I got tired, but there are hundreds, maybe thousands of examples, because all the results in the physics literature were generally ab-initio. It is a standard practice for some mathematicians to scan the physics literature for original ideas and incorporate them into mathematics.
A: The existence of irrational numbers.
A: This is an intruiging question. I have some suggestions but I am not sure about them.
1) Frege's work on logic. (Logic was stagnated for many many centuries before.)

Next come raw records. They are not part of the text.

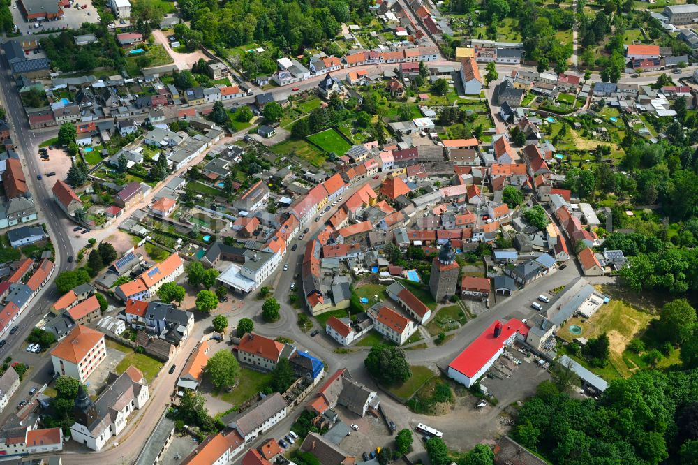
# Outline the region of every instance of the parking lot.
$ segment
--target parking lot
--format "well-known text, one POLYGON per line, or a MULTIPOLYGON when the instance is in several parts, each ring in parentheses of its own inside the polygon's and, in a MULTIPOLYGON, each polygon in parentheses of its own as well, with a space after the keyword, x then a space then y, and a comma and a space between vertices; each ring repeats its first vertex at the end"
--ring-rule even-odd
POLYGON ((84 22, 98 22, 97 10, 92 3, 87 0, 74 2, 70 8, 63 8, 64 15, 57 20, 50 21, 27 22, 24 14, 24 9, 19 0, 12 0, 10 10, 12 20, 20 32, 22 34, 45 34, 47 31, 60 31, 61 29, 79 29, 84 22), (87 8, 82 9, 77 6, 85 5, 87 8), (35 27, 38 23, 40 27, 35 27))

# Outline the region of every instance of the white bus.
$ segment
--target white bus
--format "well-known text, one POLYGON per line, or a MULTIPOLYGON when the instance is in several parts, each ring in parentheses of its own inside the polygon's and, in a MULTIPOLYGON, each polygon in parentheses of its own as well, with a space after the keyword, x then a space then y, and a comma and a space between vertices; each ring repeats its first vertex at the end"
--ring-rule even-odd
POLYGON ((426 426, 424 423, 419 423, 417 425, 417 431, 422 433, 422 434, 426 434, 434 438, 440 438, 443 436, 443 433, 438 431, 438 429, 434 429, 430 427, 426 426))

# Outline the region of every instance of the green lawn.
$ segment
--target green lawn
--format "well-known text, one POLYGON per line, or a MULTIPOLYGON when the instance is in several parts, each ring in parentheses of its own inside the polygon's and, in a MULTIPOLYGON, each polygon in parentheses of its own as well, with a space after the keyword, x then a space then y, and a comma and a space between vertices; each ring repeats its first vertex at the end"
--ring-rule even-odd
POLYGON ((40 147, 48 147, 49 145, 56 145, 58 144, 58 138, 53 138, 52 139, 49 139, 48 140, 45 140, 41 142, 39 145, 40 147))
POLYGON ((388 295, 385 293, 385 286, 383 284, 364 284, 356 289, 356 294, 359 298, 366 297, 369 300, 368 304, 364 304, 364 308, 367 309, 376 302, 373 296, 378 295, 378 302, 383 302, 388 299, 388 295))
POLYGON ((334 152, 337 155, 343 155, 351 148, 349 143, 334 129, 325 129, 317 134, 309 135, 308 140, 325 152, 334 152))
POLYGON ((161 262, 171 255, 168 251, 153 245, 150 242, 145 243, 145 252, 151 260, 156 262, 161 262))
POLYGON ((405 401, 415 395, 425 383, 436 376, 426 367, 413 365, 410 368, 412 369, 412 376, 409 379, 399 386, 394 386, 388 389, 394 395, 405 401))
POLYGON ((156 360, 150 355, 131 352, 117 365, 117 374, 121 374, 131 365, 133 365, 143 373, 149 384, 153 381, 163 367, 163 363, 160 360, 156 360))
POLYGON ((272 374, 241 367, 239 379, 239 383, 232 392, 214 393, 214 396, 237 407, 263 390, 272 381, 272 374))
POLYGON ((100 161, 102 161, 102 156, 99 154, 99 152, 96 149, 92 152, 84 152, 82 154, 83 158, 84 158, 85 161, 88 165, 96 165, 100 161))
MULTIPOLYGON (((315 166, 322 166, 325 156, 307 140, 289 139, 272 146, 272 152, 279 155, 296 155, 315 166)), ((343 152, 342 152, 343 154, 343 152)))
POLYGON ((356 345, 361 346, 362 347, 373 347, 383 343, 390 344, 378 331, 371 330, 366 333, 366 335, 359 342, 356 343, 356 345))
POLYGON ((429 292, 428 286, 413 283, 406 279, 401 280, 400 283, 407 288, 410 293, 414 294, 417 299, 424 302, 424 305, 432 310, 436 309, 436 302, 434 301, 433 297, 431 297, 431 293, 429 292))
POLYGON ((465 312, 458 305, 449 305, 440 309, 436 316, 426 325, 426 330, 432 336, 436 336, 442 331, 450 331, 458 327, 455 323, 461 325, 468 321, 465 312))
POLYGON ((198 181, 192 181, 191 182, 189 182, 187 186, 190 186, 192 190, 195 191, 199 193, 204 194, 205 195, 218 197, 218 195, 223 195, 224 194, 223 191, 219 191, 216 188, 207 186, 206 184, 202 184, 198 181))
POLYGON ((104 340, 105 341, 107 347, 108 347, 109 348, 116 349, 119 352, 124 352, 124 353, 130 353, 133 351, 133 349, 132 349, 131 348, 127 347, 124 344, 119 344, 116 341, 112 341, 112 339, 109 339, 107 338, 105 338, 104 340))

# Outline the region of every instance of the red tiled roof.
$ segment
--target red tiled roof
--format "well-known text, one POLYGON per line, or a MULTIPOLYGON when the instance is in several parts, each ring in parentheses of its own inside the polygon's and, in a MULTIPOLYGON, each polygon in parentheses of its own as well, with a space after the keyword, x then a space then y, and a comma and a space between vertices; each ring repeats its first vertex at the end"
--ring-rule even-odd
POLYGON ((403 289, 397 295, 400 300, 402 300, 410 310, 424 318, 428 313, 429 307, 426 307, 423 302, 417 298, 417 296, 410 293, 407 289, 403 289))
POLYGON ((387 307, 380 307, 376 319, 399 334, 405 332, 410 324, 410 320, 387 307))
POLYGON ((334 316, 327 319, 327 326, 336 331, 342 337, 346 337, 352 333, 352 329, 348 325, 334 316))
POLYGON ((283 344, 259 334, 245 333, 240 339, 237 350, 276 362, 279 360, 283 344))
POLYGON ((504 346, 505 341, 516 332, 525 336, 528 334, 528 327, 524 322, 516 318, 512 318, 506 323, 499 320, 493 322, 489 328, 454 359, 448 367, 472 378, 482 367, 498 355, 504 346), (496 338, 494 330, 498 325, 501 329, 501 334, 499 337, 496 338))
POLYGON ((53 189, 51 189, 51 191, 58 198, 58 201, 66 208, 70 205, 70 202, 73 200, 75 200, 80 204, 82 203, 82 201, 80 200, 80 198, 77 196, 75 191, 60 179, 57 181, 56 184, 53 185, 53 189))

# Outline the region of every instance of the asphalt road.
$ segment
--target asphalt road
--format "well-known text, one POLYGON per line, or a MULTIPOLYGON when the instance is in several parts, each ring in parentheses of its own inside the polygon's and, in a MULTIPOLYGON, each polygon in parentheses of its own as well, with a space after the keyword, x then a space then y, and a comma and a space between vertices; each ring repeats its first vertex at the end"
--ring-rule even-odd
POLYGON ((49 281, 20 316, 18 321, 21 323, 15 323, 20 326, 20 330, 12 335, 7 333, 5 339, 8 343, 0 349, 0 357, 4 357, 20 346, 36 322, 59 297, 53 282, 59 274, 73 267, 72 263, 66 261, 68 256, 73 255, 73 251, 66 231, 70 221, 64 217, 63 212, 57 207, 51 193, 55 178, 44 178, 43 181, 36 179, 37 175, 43 174, 38 161, 38 145, 47 138, 55 137, 57 128, 41 132, 30 131, 27 115, 16 90, 17 87, 12 79, 7 61, 3 58, 0 59, 0 98, 6 110, 7 122, 13 129, 13 138, 17 145, 16 152, 22 161, 24 176, 38 213, 38 221, 34 224, 46 224, 55 248, 57 264, 57 268, 49 281))

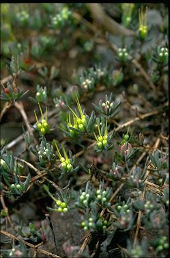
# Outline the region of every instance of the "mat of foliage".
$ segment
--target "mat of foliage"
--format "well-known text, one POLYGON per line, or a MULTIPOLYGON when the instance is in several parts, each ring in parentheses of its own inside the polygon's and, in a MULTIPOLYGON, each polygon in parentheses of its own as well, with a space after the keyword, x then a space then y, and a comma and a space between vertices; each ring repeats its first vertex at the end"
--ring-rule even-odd
POLYGON ((167 256, 167 4, 1 16, 1 257, 167 256))

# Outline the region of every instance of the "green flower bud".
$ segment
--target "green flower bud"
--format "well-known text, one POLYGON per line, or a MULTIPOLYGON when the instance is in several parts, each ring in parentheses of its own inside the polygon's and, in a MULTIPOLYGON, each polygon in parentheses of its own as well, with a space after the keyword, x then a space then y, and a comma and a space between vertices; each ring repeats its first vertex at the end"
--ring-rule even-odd
POLYGON ((44 124, 44 122, 46 122, 45 119, 42 119, 42 123, 44 124))
POLYGON ((40 130, 42 129, 42 124, 40 122, 38 122, 37 123, 37 128, 38 129, 38 130, 40 130))
POLYGON ((60 159, 61 162, 65 162, 65 158, 63 157, 61 157, 60 159))
POLYGON ((62 212, 63 211, 63 209, 61 208, 61 207, 59 207, 59 208, 57 209, 57 211, 62 212))
POLYGON ((85 200, 83 201, 83 205, 86 205, 87 204, 87 200, 85 200))
POLYGON ((89 198, 89 194, 86 194, 86 198, 87 198, 87 199, 88 199, 88 198, 89 198))
POLYGON ((20 190, 21 190, 22 187, 21 187, 20 185, 18 184, 18 185, 16 185, 16 188, 20 190))
POLYGON ((61 201, 59 201, 59 200, 56 201, 57 205, 60 206, 61 203, 62 203, 62 202, 61 201))
POLYGON ((84 222, 84 221, 83 221, 82 222, 81 222, 81 227, 85 227, 85 222, 84 222))
POLYGON ((105 202, 107 201, 107 198, 106 198, 106 197, 102 198, 102 201, 103 201, 104 203, 105 203, 105 202))
POLYGON ((158 251, 160 252, 163 250, 163 246, 158 246, 156 249, 157 249, 158 251))
POLYGON ((102 141, 102 144, 103 144, 104 146, 106 146, 106 145, 107 144, 107 140, 103 140, 103 141, 102 141))
POLYGON ((118 205, 118 206, 117 207, 117 211, 120 211, 120 210, 121 210, 121 208, 122 208, 122 206, 118 205))
POLYGON ((81 118, 77 118, 76 122, 79 125, 81 124, 81 118))
POLYGON ((67 207, 66 203, 61 203, 60 204, 60 207, 61 207, 61 208, 66 208, 67 207))
POLYGON ((10 168, 7 165, 6 162, 5 162, 5 160, 1 159, 0 165, 1 165, 1 168, 3 168, 4 170, 6 170, 7 172, 10 172, 10 168))
POLYGON ((66 164, 66 162, 62 162, 62 163, 61 163, 61 167, 62 167, 63 168, 66 168, 66 167, 67 167, 67 164, 66 164))
POLYGON ((127 204, 125 204, 124 206, 124 208, 125 209, 128 209, 128 205, 127 205, 127 204))
POLYGON ((82 124, 79 125, 79 128, 81 131, 85 131, 85 127, 82 124))
POLYGON ((102 192, 102 195, 105 196, 107 194, 107 191, 103 191, 102 192))
POLYGON ((102 136, 99 136, 99 138, 98 138, 98 140, 99 140, 100 142, 102 142, 102 140, 103 140, 102 136))
POLYGON ((169 244, 168 243, 165 243, 163 244, 163 247, 165 248, 165 249, 168 249, 169 248, 169 244))
POLYGON ((42 136, 44 136, 46 133, 45 129, 44 127, 41 128, 40 129, 40 132, 41 132, 41 134, 42 134, 42 136))
POLYGON ((15 185, 14 185, 14 183, 12 183, 12 184, 11 185, 10 188, 11 188, 12 189, 15 189, 16 186, 15 186, 15 185))
POLYGON ((69 171, 71 170, 72 168, 72 165, 71 165, 70 164, 69 164, 67 165, 67 169, 68 169, 69 171))
POLYGON ((81 196, 80 196, 80 199, 81 199, 81 201, 83 201, 83 200, 85 199, 85 196, 83 196, 83 195, 81 195, 81 196))
POLYGON ((102 146, 102 142, 98 142, 97 143, 97 144, 98 144, 98 146, 100 149, 103 149, 103 146, 102 146))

2) Conway's surreal numbers.
3) Game theory (e.g. zero sum games).
A: It seems like Dirichlet's Theorem on Primes in Arithmetic Progressions came out of nowhere, or at least his methods of proof.  While the complex analysis may not have been new, his application of it, through the Dirichlet characters and the series he made from them, to number theory was pretty novel.
A: The Analytic Geometry of Rene Descartes.
A: Cauchy's development of the theory of complex integration and then Riemann's extension of this to surfaces.